Corralling the cacophony of texts, tweets, and emails is a serious undertaking. Some of the free tools designed to manage communication and increase efficiency now have federal-friendly terms of service (TOS) agreements.
One of the new federal-friendly tools designed to lighten your communication load is Slack. Instead of locking team conversations in emails or 1-on-1 private messages, Slack offers “channels” where group members can share information, comment on each other’s ideas, and upload documents. Every conversation that is part of the channel is saved and searchable.
Organizations and agencies are using Slack to streamline their efforts and have one centralized, easily accessible place for internal communications.
“It’s a great way to keep our conversations in one place and have our documents exist in one place where many people on the team can access them without needing to dig through emails, said Kasia Galica, Digital Strategist for ICF International. “It also helps with version control. Currently, we’re using Slack for our team working with the Office of Planning Resources and Evaluation for the Administration of Children and Families.”
The search functionality is a key selling point for some.
“What I like most about Slack is the search capability,” said Bethany McDaniel, Web Content and Social Media Manager for the Georgia Technology Authority. “For example, if I know that I had a conversation with someone about Facebook but I don’t know who I talked to about it, I can just search “Facebook” and every conversation I had about Facebook pops up.”
McDaniel said her nine person team moved to using Slack for internal communication after finding Google Hangouts unreliable.
Members of the Social Media Community of Practice praised Slack for being easy to learn and easy to manage.
The Bureau of International Information Programs (IIP) at the Department of State has deployed Slack in its bureau, and over half of the bureau’s 350 staff are active, meaning they are logging in and posting, says Hilary Brandt, Director of IIP’s Office of Policy, Outreach and Governance.
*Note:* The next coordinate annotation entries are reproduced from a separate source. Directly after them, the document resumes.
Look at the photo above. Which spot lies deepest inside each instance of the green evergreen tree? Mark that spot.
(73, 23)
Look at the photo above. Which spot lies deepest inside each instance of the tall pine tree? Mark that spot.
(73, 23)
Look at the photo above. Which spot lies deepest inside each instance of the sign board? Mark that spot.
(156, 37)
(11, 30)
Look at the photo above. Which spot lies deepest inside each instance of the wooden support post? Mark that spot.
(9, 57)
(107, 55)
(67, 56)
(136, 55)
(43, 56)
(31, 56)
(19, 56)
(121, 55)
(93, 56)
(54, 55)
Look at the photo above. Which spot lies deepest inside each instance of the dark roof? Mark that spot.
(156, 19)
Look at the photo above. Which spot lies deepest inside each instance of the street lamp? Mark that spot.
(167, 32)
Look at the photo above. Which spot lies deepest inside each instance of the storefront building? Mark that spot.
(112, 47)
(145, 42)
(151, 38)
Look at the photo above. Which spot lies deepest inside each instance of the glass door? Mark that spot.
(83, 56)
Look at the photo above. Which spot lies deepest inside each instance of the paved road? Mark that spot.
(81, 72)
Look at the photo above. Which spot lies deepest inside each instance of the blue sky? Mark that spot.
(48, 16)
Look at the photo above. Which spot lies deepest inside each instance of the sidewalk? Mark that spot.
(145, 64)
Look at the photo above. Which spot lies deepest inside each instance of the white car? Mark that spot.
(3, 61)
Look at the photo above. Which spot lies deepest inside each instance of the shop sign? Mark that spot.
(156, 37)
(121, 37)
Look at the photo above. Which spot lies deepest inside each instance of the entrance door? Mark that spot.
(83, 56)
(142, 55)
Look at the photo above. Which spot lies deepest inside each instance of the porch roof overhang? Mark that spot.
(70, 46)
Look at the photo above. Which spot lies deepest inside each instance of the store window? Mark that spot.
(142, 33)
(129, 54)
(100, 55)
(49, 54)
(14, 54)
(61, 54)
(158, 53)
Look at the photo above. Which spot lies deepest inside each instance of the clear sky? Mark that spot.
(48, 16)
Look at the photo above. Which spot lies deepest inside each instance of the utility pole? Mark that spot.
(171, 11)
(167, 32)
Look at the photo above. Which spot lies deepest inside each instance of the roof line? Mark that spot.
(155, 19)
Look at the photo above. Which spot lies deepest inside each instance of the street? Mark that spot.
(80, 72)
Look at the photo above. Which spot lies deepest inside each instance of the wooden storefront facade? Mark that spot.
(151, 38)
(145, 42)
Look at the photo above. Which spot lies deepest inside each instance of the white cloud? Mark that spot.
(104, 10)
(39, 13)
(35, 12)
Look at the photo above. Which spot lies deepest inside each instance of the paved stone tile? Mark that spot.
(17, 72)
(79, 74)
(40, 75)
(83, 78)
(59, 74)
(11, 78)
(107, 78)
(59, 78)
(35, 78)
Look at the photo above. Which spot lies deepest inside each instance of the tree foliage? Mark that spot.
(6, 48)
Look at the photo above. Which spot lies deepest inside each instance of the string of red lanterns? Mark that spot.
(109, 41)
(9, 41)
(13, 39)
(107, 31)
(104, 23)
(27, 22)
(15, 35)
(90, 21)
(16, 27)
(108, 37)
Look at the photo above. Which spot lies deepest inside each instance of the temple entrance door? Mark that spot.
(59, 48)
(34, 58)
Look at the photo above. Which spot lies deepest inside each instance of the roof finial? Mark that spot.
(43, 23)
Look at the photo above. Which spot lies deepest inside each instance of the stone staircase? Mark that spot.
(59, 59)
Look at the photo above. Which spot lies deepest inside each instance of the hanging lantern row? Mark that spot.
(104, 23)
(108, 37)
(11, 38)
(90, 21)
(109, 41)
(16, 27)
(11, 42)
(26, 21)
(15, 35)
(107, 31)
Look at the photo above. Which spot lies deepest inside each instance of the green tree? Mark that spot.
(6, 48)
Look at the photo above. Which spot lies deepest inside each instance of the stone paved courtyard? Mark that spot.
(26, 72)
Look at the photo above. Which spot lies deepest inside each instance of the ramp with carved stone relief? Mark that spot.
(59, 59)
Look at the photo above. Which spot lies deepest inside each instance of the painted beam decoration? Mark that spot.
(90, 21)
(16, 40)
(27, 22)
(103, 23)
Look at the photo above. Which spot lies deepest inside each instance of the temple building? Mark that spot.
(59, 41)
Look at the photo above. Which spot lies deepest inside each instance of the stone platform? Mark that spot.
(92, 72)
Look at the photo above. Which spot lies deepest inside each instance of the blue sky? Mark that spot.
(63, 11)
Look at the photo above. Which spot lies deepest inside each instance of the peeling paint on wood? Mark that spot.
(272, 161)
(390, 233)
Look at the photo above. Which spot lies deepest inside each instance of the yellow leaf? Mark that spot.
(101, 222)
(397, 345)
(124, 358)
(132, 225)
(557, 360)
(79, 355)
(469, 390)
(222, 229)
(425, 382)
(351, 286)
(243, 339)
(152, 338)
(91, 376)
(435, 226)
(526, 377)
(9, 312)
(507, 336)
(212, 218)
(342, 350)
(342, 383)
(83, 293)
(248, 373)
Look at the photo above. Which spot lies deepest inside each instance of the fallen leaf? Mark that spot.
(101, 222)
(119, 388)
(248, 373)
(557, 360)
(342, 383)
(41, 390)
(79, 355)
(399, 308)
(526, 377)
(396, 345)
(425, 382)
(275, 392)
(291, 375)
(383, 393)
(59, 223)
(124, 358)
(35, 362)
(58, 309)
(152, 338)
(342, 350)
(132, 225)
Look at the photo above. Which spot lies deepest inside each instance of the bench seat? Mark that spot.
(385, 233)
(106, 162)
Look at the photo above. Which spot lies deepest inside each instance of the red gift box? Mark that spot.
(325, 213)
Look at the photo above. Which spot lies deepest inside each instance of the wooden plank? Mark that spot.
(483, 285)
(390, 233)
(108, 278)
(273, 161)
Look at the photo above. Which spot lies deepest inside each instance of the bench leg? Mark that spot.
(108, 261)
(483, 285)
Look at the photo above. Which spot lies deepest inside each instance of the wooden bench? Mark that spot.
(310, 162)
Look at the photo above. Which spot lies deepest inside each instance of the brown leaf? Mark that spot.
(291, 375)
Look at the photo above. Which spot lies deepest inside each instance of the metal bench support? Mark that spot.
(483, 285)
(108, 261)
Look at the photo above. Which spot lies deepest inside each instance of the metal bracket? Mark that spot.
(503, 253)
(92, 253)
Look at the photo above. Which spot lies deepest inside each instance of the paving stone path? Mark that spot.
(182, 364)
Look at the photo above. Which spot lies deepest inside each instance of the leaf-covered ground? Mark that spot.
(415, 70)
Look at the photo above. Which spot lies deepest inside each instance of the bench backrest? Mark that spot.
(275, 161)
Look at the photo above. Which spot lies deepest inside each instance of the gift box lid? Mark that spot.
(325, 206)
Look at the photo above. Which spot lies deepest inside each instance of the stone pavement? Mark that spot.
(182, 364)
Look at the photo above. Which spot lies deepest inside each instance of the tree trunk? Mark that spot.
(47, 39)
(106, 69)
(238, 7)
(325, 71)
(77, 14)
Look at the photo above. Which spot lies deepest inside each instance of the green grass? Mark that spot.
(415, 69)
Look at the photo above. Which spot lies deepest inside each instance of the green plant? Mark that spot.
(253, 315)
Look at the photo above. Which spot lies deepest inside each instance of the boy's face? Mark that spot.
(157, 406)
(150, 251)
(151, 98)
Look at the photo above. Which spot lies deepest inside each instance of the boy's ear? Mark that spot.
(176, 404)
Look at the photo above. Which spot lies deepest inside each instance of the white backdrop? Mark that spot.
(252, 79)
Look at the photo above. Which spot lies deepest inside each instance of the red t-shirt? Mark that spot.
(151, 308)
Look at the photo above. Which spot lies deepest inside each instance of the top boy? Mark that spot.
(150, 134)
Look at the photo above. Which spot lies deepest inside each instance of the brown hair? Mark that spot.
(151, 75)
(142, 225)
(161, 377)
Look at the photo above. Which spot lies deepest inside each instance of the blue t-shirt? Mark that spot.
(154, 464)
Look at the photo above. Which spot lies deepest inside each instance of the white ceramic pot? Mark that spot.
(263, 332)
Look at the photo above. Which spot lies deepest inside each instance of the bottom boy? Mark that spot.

To encourage adoption in the bureau, they’ve been holding short, internal training sessions on Slack and have even had an “email-free Slack day,” Brandt says.
Slack offers a suite of integrations as part of the tool, and it can also be used in conjunction with If This Then That (IFTTT), another federal-friendly service that links different tools and platforms together. For example, you can use IFTTT to integrate all your social media posts into Slack for an at-a-glance view of your activity across channels.
In response to a privacy breach earlier this year, Slack now offers two factor authentication. To protect the security of all your social media accounts, DigitalGov offers a Social Media Cyber-Vandalism Toolkit filled with practical steps and instructions.